There are differences in age distribution of breast cancer among ethnic groups. These differences make it unlikely that current breast cancer screening recommendations apply equally to every woman in the United States.
Race/Ethnicity and Age Distribution of Breast Cancer Diagnosis in the United States
Authors: Stapleton, S.M., Tawakalitu O. Oseni, et. al.
Source: JAMASurgery Research Letter published online 7 March 2018
Recommendations for breast cancer screening have been updated within the past 10 years, and debates continue about them. The investigators point out that the recommendations were derived from studies and statistics of patients who were mostly white. They suspected that the experiences of breast cancer among nonwhite women in the US would lead to different breast cancer screening recommendations for these groups.
Using a national database, this study evaluated over 747,000 women diagnosed with breast cancer over a 37 year period. Seventy seven percent of the women were white; 9.3% were black; 7% were Latina and 6.2% were Asian. They found that the peak ages of breast cancer among white women were the 60s, while the peak ages among nonwhite women were the 40’s. Moreover, a higher percentage of nonwhite women present with advanced stages of breast cancer at the time of diagnosis.

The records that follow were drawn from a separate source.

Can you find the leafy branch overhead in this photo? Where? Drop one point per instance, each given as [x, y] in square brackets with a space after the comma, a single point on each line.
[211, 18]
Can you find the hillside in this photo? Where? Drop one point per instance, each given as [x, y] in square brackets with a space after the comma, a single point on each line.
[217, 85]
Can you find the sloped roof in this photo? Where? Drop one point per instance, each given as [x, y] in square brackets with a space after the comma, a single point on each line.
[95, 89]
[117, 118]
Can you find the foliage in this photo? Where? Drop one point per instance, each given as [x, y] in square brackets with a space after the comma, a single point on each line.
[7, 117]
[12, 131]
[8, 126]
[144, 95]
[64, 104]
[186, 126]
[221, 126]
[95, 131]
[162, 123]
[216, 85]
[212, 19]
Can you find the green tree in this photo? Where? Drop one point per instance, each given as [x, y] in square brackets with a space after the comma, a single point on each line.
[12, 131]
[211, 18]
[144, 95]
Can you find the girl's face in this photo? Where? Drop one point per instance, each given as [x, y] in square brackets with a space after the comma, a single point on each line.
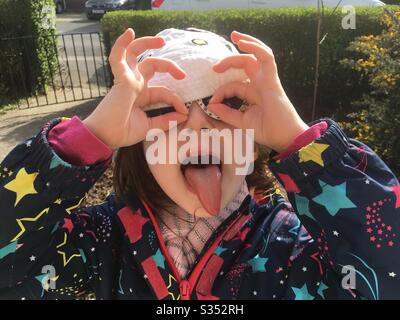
[206, 189]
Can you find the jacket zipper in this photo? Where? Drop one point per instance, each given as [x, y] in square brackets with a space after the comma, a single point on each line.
[185, 286]
[184, 289]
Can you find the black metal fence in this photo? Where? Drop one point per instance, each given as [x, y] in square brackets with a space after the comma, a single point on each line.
[78, 70]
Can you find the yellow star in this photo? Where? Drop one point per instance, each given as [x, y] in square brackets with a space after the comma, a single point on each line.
[63, 254]
[21, 225]
[22, 184]
[313, 152]
[70, 209]
[170, 279]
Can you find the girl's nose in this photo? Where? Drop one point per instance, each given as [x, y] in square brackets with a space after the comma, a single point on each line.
[197, 120]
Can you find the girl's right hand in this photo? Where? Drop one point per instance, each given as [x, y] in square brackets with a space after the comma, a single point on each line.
[119, 119]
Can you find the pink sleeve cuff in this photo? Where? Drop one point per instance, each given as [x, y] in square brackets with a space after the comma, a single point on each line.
[76, 144]
[304, 139]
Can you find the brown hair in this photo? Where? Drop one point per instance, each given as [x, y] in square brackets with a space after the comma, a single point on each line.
[133, 178]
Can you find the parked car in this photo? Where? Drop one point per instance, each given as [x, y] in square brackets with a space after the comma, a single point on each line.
[216, 4]
[60, 6]
[97, 8]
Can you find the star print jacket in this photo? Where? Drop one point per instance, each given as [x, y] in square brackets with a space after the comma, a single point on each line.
[337, 238]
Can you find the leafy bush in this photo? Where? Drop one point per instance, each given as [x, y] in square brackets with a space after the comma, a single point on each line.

For white women, the median age at breast cancer diagnosis was 59. The median age for black women was 56. It was 55 and 56 for Latina and Asian women, respectively. Looking within each age group for cases of breast cancer diagnosed younger than age 50, higher proportions of black, Latina and Asian women were affected (31%, 35%, 33%) than were white women (24%).

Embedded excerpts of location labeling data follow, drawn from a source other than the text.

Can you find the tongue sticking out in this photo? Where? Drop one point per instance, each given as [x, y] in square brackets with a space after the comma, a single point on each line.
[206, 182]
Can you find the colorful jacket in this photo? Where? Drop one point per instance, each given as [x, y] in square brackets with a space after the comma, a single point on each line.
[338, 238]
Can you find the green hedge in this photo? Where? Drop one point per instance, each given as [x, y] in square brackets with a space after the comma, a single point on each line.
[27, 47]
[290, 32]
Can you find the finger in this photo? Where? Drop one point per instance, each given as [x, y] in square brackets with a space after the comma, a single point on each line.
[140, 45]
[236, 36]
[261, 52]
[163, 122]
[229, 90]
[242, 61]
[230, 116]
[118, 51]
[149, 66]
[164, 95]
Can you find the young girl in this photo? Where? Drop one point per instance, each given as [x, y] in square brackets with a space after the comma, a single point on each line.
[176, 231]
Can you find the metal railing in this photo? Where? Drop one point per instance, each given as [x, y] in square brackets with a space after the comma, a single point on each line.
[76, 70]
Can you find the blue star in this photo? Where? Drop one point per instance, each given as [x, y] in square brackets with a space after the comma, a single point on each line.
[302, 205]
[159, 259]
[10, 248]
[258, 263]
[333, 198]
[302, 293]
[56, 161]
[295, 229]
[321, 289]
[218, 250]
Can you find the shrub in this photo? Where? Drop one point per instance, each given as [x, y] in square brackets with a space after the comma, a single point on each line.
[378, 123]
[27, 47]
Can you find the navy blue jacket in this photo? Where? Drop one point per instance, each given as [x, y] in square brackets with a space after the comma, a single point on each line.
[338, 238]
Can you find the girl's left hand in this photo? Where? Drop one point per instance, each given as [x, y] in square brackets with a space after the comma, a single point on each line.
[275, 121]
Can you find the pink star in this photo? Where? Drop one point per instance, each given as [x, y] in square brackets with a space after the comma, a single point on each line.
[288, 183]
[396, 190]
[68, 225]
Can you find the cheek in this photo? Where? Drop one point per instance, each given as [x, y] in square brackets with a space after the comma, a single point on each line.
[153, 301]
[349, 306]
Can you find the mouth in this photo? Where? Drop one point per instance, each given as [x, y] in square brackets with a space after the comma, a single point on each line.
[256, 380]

The researchers note that breast cancer screening programs for black and Asian women would have to start at age 47, and a screening program for Latinas would have to start at age 46 to show the same health benefits of a screening program that is recommended to start at age 50 for white women.
This study supports tailoring breast cancer screening recommendations depending upon a woman’s ethnicity. It also brings attention to the need for more diverse populations in scientific studies. Data that is collected from a largely homogeneous group cannot apply to a heterogeneous population.